The twists are devilish enough to please here - but Hill's let herself down in a way. She's not playing up to her game.

Because the plot of Emma's pregnancy, and the subplots of her sister Tara and Tara's friends Liz and Natalie take an aeon to unreel.

Surprises that should have been sprung in succession like a series of fantastic fireworks all explode with a pop and a bit of a fizzle towards the end, after a long time of hand-wringing and discussion. But it's still funny and an enjoyable read.

Tara and Glenn are at the centre. Tara's the one who has it together, with her life-coaching job and a calm, balanced relationship with geeky, talented Glenn.

Liz, Tara's old pal, is finding the move back to Castlegate tough. She and her husband, Eric, set up a boarding kennels in his hometown, but now Eric is away at work all the time while Liz is in the doghouse, brooding that maybe Eric's the father of Emma's baby.

And Natalie - well, Natalie is rapidly turning into a bunny-boiler. Every new man she meets is Mr Perfect, and she has him fitted out for the groom on top of the wedding cake before she even knows him.
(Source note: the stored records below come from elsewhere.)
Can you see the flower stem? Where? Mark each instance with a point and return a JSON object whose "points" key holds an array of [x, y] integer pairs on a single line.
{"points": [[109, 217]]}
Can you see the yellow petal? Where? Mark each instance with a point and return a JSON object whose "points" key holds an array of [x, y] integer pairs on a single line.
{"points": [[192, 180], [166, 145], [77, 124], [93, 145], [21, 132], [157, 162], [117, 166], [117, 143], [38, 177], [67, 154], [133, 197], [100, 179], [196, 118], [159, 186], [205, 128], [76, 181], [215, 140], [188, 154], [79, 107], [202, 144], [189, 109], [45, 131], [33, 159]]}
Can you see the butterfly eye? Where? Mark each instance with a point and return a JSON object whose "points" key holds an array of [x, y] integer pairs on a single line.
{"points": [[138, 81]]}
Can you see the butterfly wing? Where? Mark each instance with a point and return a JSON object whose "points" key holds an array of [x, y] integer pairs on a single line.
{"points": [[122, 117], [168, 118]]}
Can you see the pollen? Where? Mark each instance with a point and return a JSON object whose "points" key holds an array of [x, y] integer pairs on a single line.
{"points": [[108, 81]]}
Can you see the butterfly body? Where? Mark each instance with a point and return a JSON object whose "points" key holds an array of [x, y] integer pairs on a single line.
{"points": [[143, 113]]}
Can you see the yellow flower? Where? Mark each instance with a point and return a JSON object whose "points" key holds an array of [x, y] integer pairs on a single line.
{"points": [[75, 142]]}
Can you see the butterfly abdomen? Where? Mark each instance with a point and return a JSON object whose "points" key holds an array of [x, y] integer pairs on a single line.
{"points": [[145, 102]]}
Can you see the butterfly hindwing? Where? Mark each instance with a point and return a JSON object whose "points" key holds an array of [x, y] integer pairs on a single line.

Fun and frolics, full of laughs and oopses.

****

Saturday 13 January 2007

Growing Up Again by Caitriona McCloud

Growing Up Again
Catriona McCloud
(Orion €??)


OH, those awful mistakes we make, that wake us up before dawn, trembling and grinding our teeth, and thinking "Why? Why? Why?"

In the case of Janie Lawson, heroine (and I use the term advisedly) of Growing Up Again, the mistakes include her marriage.

Then she wakes up in an unfamiliar - yet strangely familiar - bedroom. She looks in the mirror and sees an unfamiliar - yet strangely familiar - face looking back at her.

Janie's gone back to the future. She's 15 again, and she has her whole life to live over.

But Catriona McCloud's take on it isn't as limited as Hollywood's. Janie doesn't just have her own life to live. She's got her chance to change the world.

McCloud is in fact Scottish detective writer Catriona McPherson, and she brings the tough love approach of detective fiction to this foray into chicklit land with good effect.

She brings Jane back to the awful clothes, music and wallpaper of the 80s, then she sics her on world politics.

Because Jane's back in her past for a purpose. When she meets a man called Pilchard it all falls into place.

I mean, what would you do if you could persuade Lady Di Spencer that the big-eared bloke who's courting her isn't the man for her?

And you know how the Millennium Bug never sent the world into meltdown? Ever wondered why? That was because Pilchard came back and stopped it - of course!

What about the Twin Towers - what would you do if you could save those thousands of people killed when the planes went into the world's most prominent finance district, and the hundreds of thousands killed since in the 'war on terror'?

We've all had those fantasies - if I could go back I'd be able to make a million by betting on the unknown Shergar, to stop Martin Luther King and President Kennedy being assassinated.

But of course it's not that easy when you're Jane, a schoolkid with just the awesome power of a 15-year-old.

Growing Up Again is set in Scotland, but has the rather anodyne lack of localness of girly books.

But it full of laughs, with plenty of twists and turns to keep you turning the pages.